REPUBLIKA.CO.ID, MOSKOW - Keputusan Amerika Serikat (AS) menjatuhkan sanksi kepada Turki atas pembelian rudal S-400 Rusia adalah sikap kesombongan yang khas dan pelanggaran hukum internasional, kata menteri pertahanan Rusia.
"Tentu saja, itu adalah perwujudan lain dari sikap arogan terhadap hukum internasional dan penggunaan tindakan paksaan sepihak oleh AS selama bertahun-tahun, bahkan puluhan tahun," kata Sergey Lavrov dalam konferensi pers di ibu kota Bosnia dan Herzegovina, Sarajevo kemarin.
Pendekatan semacam itu tidak berpengaruh apa-apa bagi kredibilitas AS sebagai pihak yang bertanggung jawab di arena internasional, tambah dia.
Departemen Keuangan AS pada Senin memberlakukan sanksi terhadap Turki atas pembelian sistem pertahanan rudal S-400 Rusia. Sanksi berdasarkan Undang-Undang Penentang Lawan Amerika Melalui Sanksi (CAATSA) itu menargetkan Direktorat Industri Pertahanan (SSB) Turki, termasuk Ismail Demir, kepala SSB, dan tiga pejabat lainnya.

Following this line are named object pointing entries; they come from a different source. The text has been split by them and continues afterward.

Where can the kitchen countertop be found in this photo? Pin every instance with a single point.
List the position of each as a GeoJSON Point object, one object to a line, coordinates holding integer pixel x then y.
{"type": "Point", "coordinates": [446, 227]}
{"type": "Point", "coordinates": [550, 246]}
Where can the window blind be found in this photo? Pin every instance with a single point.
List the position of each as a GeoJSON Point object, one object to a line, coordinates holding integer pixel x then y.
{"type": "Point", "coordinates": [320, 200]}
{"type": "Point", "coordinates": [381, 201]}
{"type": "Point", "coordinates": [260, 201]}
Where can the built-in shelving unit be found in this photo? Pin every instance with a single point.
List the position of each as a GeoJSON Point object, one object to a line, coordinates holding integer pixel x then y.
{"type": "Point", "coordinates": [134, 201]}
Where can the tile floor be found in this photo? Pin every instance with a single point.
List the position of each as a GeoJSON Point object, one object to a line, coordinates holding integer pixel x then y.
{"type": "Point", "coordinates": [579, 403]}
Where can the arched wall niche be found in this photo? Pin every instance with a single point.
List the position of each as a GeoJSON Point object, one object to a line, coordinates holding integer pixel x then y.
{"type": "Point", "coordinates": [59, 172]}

Menteri Luar Negeri AS Mike Pompeo mengatakan dalam sebuah pernyataan bahwa SSB secara sadar terlibat dalam transaksi signifikan dengan Rosoboronexport, pengekspor senjata utama Rusia, dengan membeli sistem rudal darat-ke-udara S-400.
Sanksi tersebut termasuk larangan semua lisensi ekspor AS dan otorisasi untuk SSB dan pembekuan aset dan pembatasan visa kepada Dr. Ismail Demir, kepala SSB, dan pengurus SSB lainnya.

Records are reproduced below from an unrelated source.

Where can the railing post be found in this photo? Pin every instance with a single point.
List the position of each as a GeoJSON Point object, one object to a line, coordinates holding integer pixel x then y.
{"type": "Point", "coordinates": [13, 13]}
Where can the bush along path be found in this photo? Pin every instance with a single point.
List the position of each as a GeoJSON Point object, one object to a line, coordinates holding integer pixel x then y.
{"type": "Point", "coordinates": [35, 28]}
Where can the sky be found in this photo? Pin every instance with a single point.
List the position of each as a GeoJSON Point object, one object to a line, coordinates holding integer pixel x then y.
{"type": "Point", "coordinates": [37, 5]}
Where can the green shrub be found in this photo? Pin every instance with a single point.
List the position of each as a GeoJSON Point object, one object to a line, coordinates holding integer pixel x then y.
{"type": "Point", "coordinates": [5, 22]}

Melalui sebuah pernyataan tertulis, Kementerian Luar Negeri Turki mengecam keputusan sanksi tersebut. "Kami mengutuk dan menolak keputusan yang menjatuhkan sanksi sepihak terhadap Turki," kata kementerian itu.

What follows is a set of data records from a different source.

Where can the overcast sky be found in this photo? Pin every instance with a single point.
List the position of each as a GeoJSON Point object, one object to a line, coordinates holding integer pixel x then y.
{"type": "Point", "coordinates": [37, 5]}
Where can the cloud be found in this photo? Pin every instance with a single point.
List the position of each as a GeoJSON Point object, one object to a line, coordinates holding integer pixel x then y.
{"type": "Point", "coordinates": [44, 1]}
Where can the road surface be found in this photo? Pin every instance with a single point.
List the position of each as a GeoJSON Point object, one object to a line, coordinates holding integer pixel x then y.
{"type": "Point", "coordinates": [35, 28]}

Presiden Donald Trump mengatakan pada Juni 2019 bahwa pendahulunya Barack Obama telah memperlakukan Turki dengan tidak adil ketika Ankara ingin membeli sistem pertahanan rudal Patriot AS. Pada Senin, Presiden Recep Tayyip Erdogan mengatakan sekutunya AS seharusnya mendukung negaranya, bukan menjatuhkan sanksi padanya.